Three new appointments to strengthen Burnet Board
Burnet Institute has announced the appointment of three new members to its Board of Directors, as part of an expansion to strengthen the Institute’s finance, legal, and philanthropic governance expertise as it pursues its next phase of strategic growth.
Belinda Collins and Brooke Miller will join the Board from August.
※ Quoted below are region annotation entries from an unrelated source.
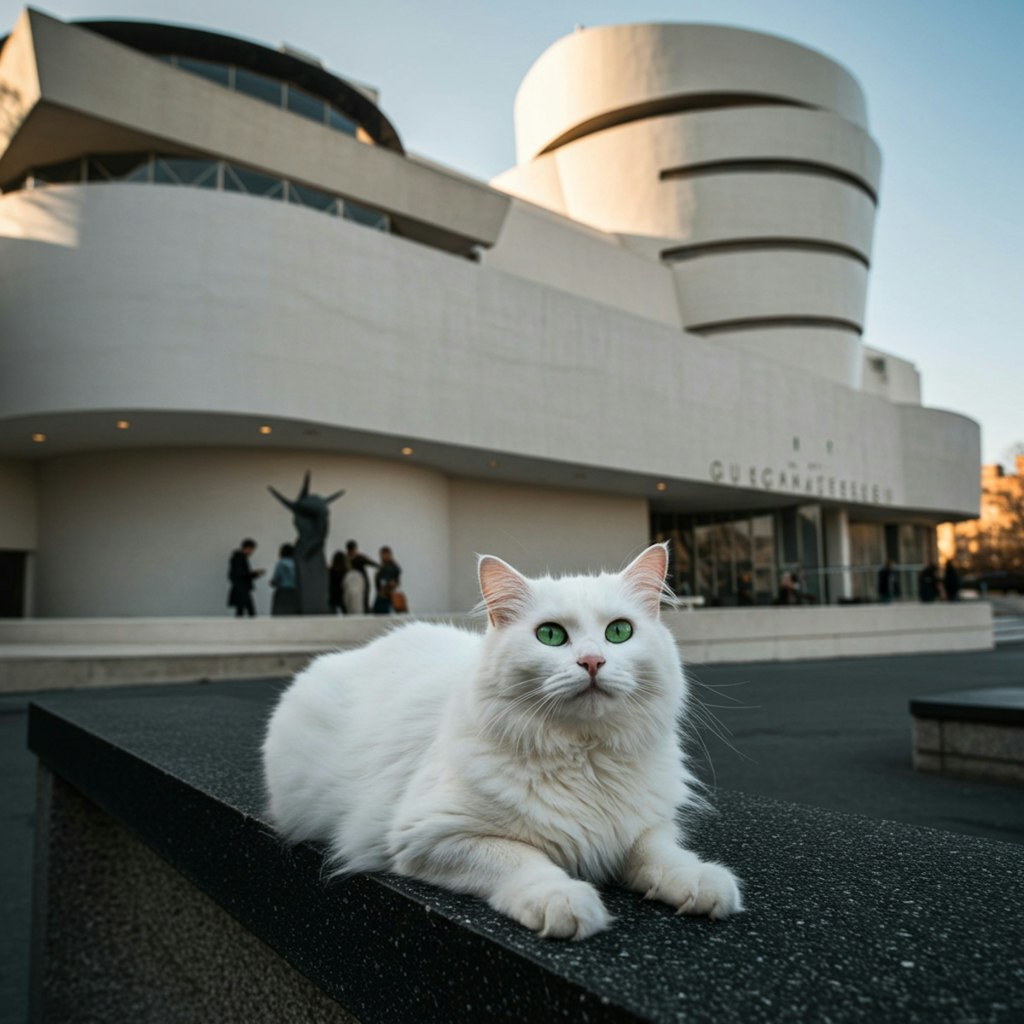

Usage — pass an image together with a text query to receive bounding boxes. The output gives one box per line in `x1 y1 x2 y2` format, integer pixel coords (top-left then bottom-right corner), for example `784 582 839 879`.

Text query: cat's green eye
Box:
604 618 633 643
537 623 569 647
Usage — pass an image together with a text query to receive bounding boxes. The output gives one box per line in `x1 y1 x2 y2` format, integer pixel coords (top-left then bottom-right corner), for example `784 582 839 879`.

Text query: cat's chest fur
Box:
465 743 660 879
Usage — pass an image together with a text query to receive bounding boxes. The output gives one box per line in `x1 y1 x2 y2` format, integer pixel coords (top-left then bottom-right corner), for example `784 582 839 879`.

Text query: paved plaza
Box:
0 645 1024 1022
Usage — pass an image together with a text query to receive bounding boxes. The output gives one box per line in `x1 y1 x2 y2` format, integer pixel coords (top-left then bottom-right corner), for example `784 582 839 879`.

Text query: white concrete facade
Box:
0 11 979 617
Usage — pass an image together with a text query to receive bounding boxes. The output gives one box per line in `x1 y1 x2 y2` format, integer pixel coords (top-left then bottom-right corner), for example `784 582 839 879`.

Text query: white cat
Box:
263 545 741 939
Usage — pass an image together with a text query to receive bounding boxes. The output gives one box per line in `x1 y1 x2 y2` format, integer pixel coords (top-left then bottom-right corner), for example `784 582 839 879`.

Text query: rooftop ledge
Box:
29 682 1024 1024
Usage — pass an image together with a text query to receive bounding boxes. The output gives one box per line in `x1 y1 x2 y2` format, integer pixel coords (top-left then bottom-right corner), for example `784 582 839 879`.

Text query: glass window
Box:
288 85 324 124
224 164 285 199
234 68 282 106
175 57 230 86
327 106 356 135
87 153 151 181
153 157 217 188
288 181 338 213
32 157 83 185
342 199 388 231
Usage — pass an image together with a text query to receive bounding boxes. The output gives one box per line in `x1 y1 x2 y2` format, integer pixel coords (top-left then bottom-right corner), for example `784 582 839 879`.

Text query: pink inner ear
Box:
479 555 529 626
623 544 669 615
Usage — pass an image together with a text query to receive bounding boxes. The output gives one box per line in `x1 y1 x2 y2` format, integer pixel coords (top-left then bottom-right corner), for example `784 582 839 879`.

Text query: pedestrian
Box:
879 558 899 604
942 558 959 601
270 544 299 615
918 562 939 604
374 547 401 615
342 541 378 615
327 551 348 615
227 537 266 618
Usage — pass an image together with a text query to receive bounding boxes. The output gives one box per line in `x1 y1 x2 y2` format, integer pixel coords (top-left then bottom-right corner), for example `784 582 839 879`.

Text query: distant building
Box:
938 455 1024 578
0 10 980 616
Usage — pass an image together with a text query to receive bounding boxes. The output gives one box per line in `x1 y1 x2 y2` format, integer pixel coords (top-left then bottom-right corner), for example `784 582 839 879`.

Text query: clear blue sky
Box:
6 0 1024 462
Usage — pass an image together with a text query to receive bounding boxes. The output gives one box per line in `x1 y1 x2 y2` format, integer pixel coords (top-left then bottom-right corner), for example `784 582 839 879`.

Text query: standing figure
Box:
227 537 265 618
918 562 939 604
879 558 899 604
270 544 299 615
342 541 380 615
374 547 401 615
942 558 959 601
327 551 348 615
267 470 345 615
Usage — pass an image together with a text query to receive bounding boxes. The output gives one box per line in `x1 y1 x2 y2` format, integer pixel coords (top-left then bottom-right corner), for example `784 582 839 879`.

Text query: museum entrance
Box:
0 551 27 618
651 505 828 607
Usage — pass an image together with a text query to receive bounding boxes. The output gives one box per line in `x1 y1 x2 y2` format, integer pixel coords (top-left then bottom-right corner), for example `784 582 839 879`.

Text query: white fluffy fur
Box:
263 545 741 939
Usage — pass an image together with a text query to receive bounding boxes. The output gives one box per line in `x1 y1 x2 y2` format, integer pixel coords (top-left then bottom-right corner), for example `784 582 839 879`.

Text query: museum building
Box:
0 9 980 616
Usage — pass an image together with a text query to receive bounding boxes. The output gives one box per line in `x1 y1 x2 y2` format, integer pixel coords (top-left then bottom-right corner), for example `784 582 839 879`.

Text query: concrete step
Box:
992 615 1024 646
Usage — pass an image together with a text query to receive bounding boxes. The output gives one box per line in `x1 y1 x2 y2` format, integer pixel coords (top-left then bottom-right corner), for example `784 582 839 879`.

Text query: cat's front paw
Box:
503 879 611 939
644 857 743 921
Sarah Matheson AM will join the Board in October.
The expansion of the Board follows a targeted search to bring additional commercial, legal, financial, governance and philanthropic expertise to support Burnet’s ambitions in research growth, philanthropic and commercial partnerships, tied to its strategic goals.
Belinda Collins
Belinda Collins brings more than 25 years’ expertise in philanthropic governance, revenue strategy and generative AI, having secured substantial philanthropic, government and commercial investment across the higher education, medical research and international development sectors through growth and change.
She currently serves on the boards and board sub-committees for the Stroke Foundation, Bush Heritage Australia and Nabucares.ai.
Belinda was previously a Board Director at the Barbara Dicker Brain Sciences Foundation and Head of Individual and Family Philanthropy at the Murdoch Children’s Research Institute and has served as an Ambassador for Burnet Institute work on HIV since 2011.
Brooke Miller
Brooke Miller has extensive executive and non-executive leadership experiences across her previous roles at Lineage, BP, and Castrol, including in the climate change and renewable energy sector.
She holds directorships with Melbourne Business School and AgriBio, Australia’s first integrated agricultural systems biology research centre, a joint initiative of the Victorian Government and La Trobe University.
Brooke brings an understanding of working in the Asia-Pacific region, as well as deep financial, risk governance and change management expertise.
Sarah Matheson
Sarah Matheson AM is a globally recognised commercial lawyer and governance leader, with 20 years as a partner at the top-tier law firm Allens, specialising in health sector law, regulation and technology commercialisation.
She currently serves as President of the Board of the National Stroke Foundation and Deputy Chair of the Royal Melbourne Hospital Neuroscience Foundation.
Former roles include Chair of The Australian Ballet School and serving on an advisory committee for One Basin Cooperative Research Centre.
Sarah was made a Member of the Order of Australia in 2021 for her service to the law, intellectual property protection and the not-for-profit sector.
Burnet Institute Chair James Flintoft said the appointments reflected the Institute’s commitment to building a Board with the breadth of skills needed to support its strategic direction.
“Belinda, Brooke and Sarah bring exactly the kind of depth we set out to find. Belinda’s track record in philanthropic strategy and governance, Brooke’s experience leading complex multi-jurisdictional commercial operations, and Sarah’s deep legal and regulatory expertise in the health and biotech sectors. Together, they represent a deliberate strengthening of our Board’s skills as Burnet enters its next phase of development,” said Mr Flintoft.
Burnet CEO Professor Brendan Crabb AC said the new directors would bring valuable expertise and strengthen the Institute’s governance.
“Board composition matters enormously to an organisation like Burnet, where the decisions we make have real consequences for global health outcomes. Belinda, Brooke and Sarah each bring a rigour and breadth of experience, in revenue governance, change management, environmental stewardship, large-scale commercial leadership, and legal and regulatory strategy in our own sector that will directly strengthen how we plan, invest and manage risk as we grow out research impact in a rapidly changing world,” said Professor Crabb.